The board of directors of Delta Air Lines, Inc. (NYSE:DAL) approved a new $2 billion shares buyback program, and a 50% increase in its quarterly dividend.
According to the company, the new $2 billion share repurchase authorization shall be completed no later than December 31, 2016, and it will begin paying a quarterly dividend of $0.09 per share on September this year. Its previous quarterly dividend was $0.06 per share.
Delta Air Lines, Inc (NYSE:DAL) expected to return a total of $2.75 billion capital to shareholders through the stock buyback and dividend payment by 2016.
Strengthening balance sheet
In a statement, Daniel Carp, chairman of the board of Delta Air Lines, Inc. (NYSE:DAL) said the company is furthering its commitment to its shareholders by substantially increasing its dividend, and providing a flexible vehicle to return cash through the $2 billion stock buyback program.
“This next phase of our shareholder return program reflects the board’s confidence in Delta’s ability to sustain and improve upon its already strong financial performance,” said Carp.
He added that Delta Air Lines, Inc. (NYSE:DAL) “deployed its strong cash flows to drive value for owners by strengthening its balance sheet through debts and pension reductions” while returning significant amount of cash to shareholders.
Balanced approach to capital deployment
Delta Air Lines, Inc. (NYSE:DAL) emphasized that its financial performance and cash flow exceeded its target under its previously announced balanced capital deployment plan in May 2013. The company implemented new plans to further boost shareholder value by accelerating its initiatives to reduce debt, address pension obligations, and return cash to shareholders.
The company ended the first quarter with $9.1 billion adjusted debt, a $2.6 billion reduction since the end of 2012. Delta Air Lines, Inc. (NYSE:DAL) expected its adjusted debt to decline to $7 billion by 2015, and $5 billion by the end of 2016.

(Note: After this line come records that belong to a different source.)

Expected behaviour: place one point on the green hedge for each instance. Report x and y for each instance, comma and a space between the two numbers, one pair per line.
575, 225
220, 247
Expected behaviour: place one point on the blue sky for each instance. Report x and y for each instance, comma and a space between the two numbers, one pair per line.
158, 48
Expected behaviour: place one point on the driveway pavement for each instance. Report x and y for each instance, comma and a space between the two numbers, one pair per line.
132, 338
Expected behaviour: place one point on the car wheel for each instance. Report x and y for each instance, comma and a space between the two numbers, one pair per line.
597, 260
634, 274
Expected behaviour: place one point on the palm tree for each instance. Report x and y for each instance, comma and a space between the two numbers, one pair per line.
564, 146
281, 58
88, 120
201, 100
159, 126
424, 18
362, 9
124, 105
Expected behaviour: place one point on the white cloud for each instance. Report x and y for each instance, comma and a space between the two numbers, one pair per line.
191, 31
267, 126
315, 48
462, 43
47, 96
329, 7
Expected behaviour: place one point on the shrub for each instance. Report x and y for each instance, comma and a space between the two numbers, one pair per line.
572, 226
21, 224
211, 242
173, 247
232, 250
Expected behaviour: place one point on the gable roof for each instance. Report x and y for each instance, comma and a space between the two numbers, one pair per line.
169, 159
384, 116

With regard to its pension obligations, the company contributed almost $1 billion for each of the year 2013 and 2014 through a combination of $700 million required minimum funding and $250 million incremental funding. Its unfunded pension liability was reduced by 25% and plans to maintain its current $1 billion annual funding level until 2020 to achieve its objective of 80% funded status.
Delta Air Lines, Inc. (NYSE:DAL) is on schedule to return $700 million cash to shareholders by early June this year—a combination of $200 dividend and completion of its original $500 million stock buyback authorization (two years ahead of its June 30, 2016 expiration date).
Delta Air Lines CEO Richard Anderson said they are setting a new standard, which is” building a company that is producing strong improvements to earnings and cash flow while also investing billion of dollars” to its people, fleet and products, and strengthening its balance sheet.
“Our strategy is producing the industry’s best employee relations, customer service and financial performance as we strive toward our goal of becoming a consistently high performing S&P 500 company,” said Anderson.